Les chefs des divers services de renseignement américains ont livré leur évaluation de la situation internationale, mardi 9 février, à la Commission des forces armées du Sénat. Selon eux, l’avenir est sombre. Le prochain président, qui fera son entrée à la Maison- Blanche le 20 janvier 2017, sera confronté à de graves menaces : les cyber-attaques, le terrorisme et les Etats défaillants.
Mais le plus remarquable dans le témoignage des chefs de la communauté du renseignement américain a trait à la situation en Syrie. Pour eux « les frappes russes ont complètement changé les calculs en Syrie », et qu’il est « fort probable que le régime de Bachar al Assad se maintiendra au pouvoir. »
Le mot est lâché. Le mot qui rend fous les dirigeants turcs et saoudiens.

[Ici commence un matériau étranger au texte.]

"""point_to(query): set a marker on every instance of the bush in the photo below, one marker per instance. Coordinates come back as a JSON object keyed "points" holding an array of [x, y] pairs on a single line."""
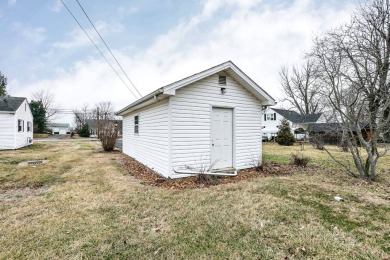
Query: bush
{"points": [[108, 135], [84, 131], [299, 160], [284, 135]]}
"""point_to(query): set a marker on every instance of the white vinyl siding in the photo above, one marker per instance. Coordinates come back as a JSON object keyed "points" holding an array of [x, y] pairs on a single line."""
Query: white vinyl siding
{"points": [[7, 131], [191, 122], [150, 145], [23, 113], [10, 137]]}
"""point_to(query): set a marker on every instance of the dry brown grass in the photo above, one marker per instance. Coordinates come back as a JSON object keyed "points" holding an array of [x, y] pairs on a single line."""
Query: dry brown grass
{"points": [[83, 204]]}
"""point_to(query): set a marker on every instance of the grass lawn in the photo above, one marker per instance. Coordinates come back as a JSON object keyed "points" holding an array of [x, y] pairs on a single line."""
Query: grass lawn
{"points": [[83, 204]]}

Car voilà bien cinq ans qu’ils remuent ciel et terre afin de provoquer le départ de Bachar, pour finalement entendre les services de renseignement de leur grand allié américain dire qu’il va rester, et pour longtemps encore ! Une telle reconnaissance pourrait aisément avoir l’effet d’un assommoir pour le président turc et pour le roi d’Arabie saoudite, déjà assommés par l’extraordinaire retournement de situation en Syrie.

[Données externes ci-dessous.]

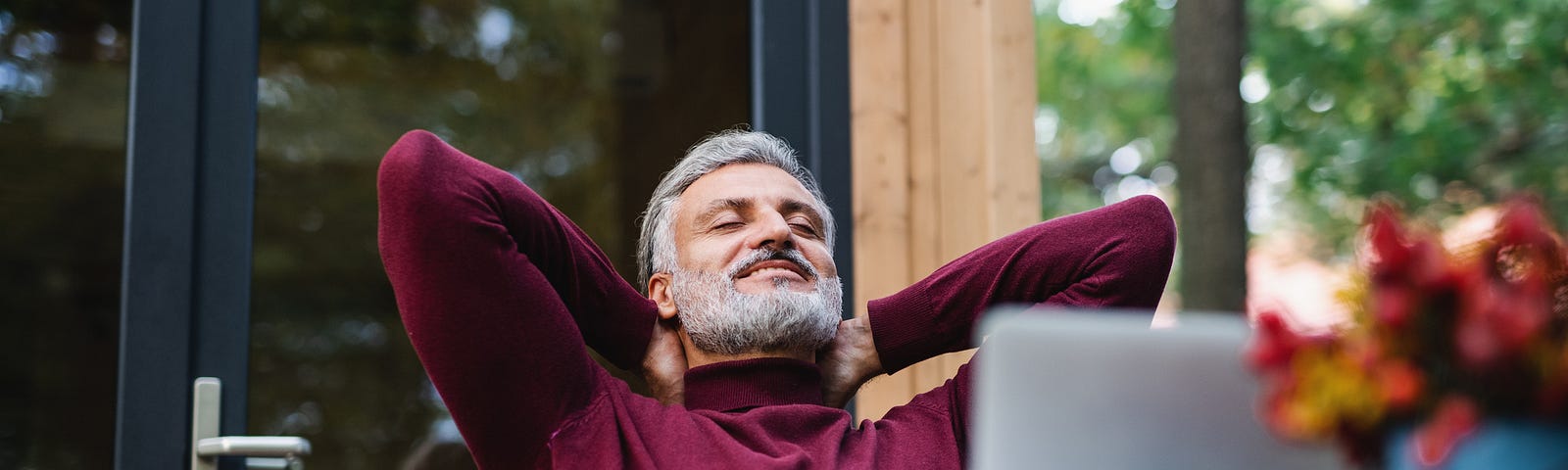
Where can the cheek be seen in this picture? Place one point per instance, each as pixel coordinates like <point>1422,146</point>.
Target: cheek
<point>823,260</point>
<point>710,255</point>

Une déclaration du porte-parole du département d’Etat américain, John Kirby, mardi 9 février, a dû mettre encore plus Erdogan sur ses nerfs. En réponse à une question d’un journaliste, John Kirby a affirmé que les Etats-Unis ne considèrent pas les Kurdes syriens comme des terroristes, les qualifiant comme des combattants efficaces contre l’Etat islamique ».
Il n’en faut pas plus pour que le président turc entre dans une colère noire contre les Etats-Unis qu’il a accusés mercredi 10 février d’avoir « transformé la région en une mare de sang ». Dans un discours prononcé à Ankara devant les élus locaux, Erdogan s’est déchaîné avec une fureur sans précédent dans les annales turco-américaines, accusant Washington d’avoir « poignardé les Turcs dans le dos avec un couteau empoisonné ».

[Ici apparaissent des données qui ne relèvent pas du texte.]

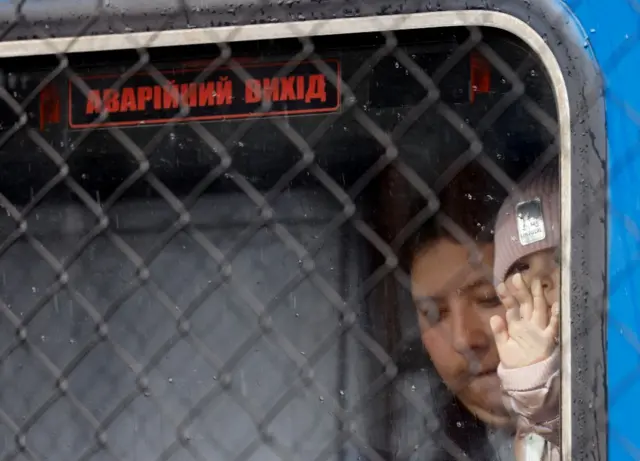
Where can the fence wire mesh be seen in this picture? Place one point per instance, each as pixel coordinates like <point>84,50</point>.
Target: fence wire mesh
<point>207,251</point>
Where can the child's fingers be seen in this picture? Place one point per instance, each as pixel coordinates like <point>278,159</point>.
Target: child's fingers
<point>540,316</point>
<point>553,330</point>
<point>510,304</point>
<point>499,329</point>
<point>523,296</point>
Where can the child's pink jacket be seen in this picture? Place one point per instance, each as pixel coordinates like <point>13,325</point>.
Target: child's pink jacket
<point>532,394</point>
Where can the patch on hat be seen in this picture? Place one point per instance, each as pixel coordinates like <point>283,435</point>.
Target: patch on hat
<point>530,222</point>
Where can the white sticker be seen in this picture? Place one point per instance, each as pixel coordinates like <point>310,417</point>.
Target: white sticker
<point>534,447</point>
<point>530,221</point>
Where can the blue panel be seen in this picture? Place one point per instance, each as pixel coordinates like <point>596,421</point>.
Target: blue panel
<point>613,28</point>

Normalement, des accusations aussi graves entre pays provoqueraient une rupture des relations diplomatiques. Il va sans dire qu’Erdogan n’a ni le pouvoir, ni le courage ni l’envergure de provoquer une rupture des relations avec le grand allié de la Turquie ni même d’exiger ne serait-ce qu’une simple réduction des forces américaines dans la base d’Incirlic. Les relations turco-américaines sont ancrées dans une longue et solide alliance stratégique qui dépasse Erdogan et son parti islamiste.
Il a été très loin dans ses diatribes anti-américaines certes, mais les Américains sauront probablement lui trouver des circonstances atténuantes pour ne pas trop lui en vouloir ou penser à le prendre pour cible. Il est sur ses nerfs depuis le 30 septembre, date d’entrée en action de l’aviation russe contre l’hydre terroriste en Syrie. Et son état ne cesse d’empirer avec les victoires de plus en plus éclatantes du régime syrien et des forces kurdes, et les défaites de plus en plus désastreuses de l’opposition armée, dont, comme tout le monde sait, Daech et Annosra sont la colonne vertébrale.
Cela dit, Erdogan est allé tout de même très loin en accusant les Etats-Unis d’avoir transformé la région en « mare de sang ». Sans aucun doute, Washington est loin d’avoir les mains propres au Moyen-Orient. Mais dans le cas précis de la Syrie, il est juste de dire qu’Erdogan et ses amis saoudiens et qataris assument la plus grande responsabilité dans les torrents de sang et de larmes qui coulent depuis cinq ans dans ce pays meurtri.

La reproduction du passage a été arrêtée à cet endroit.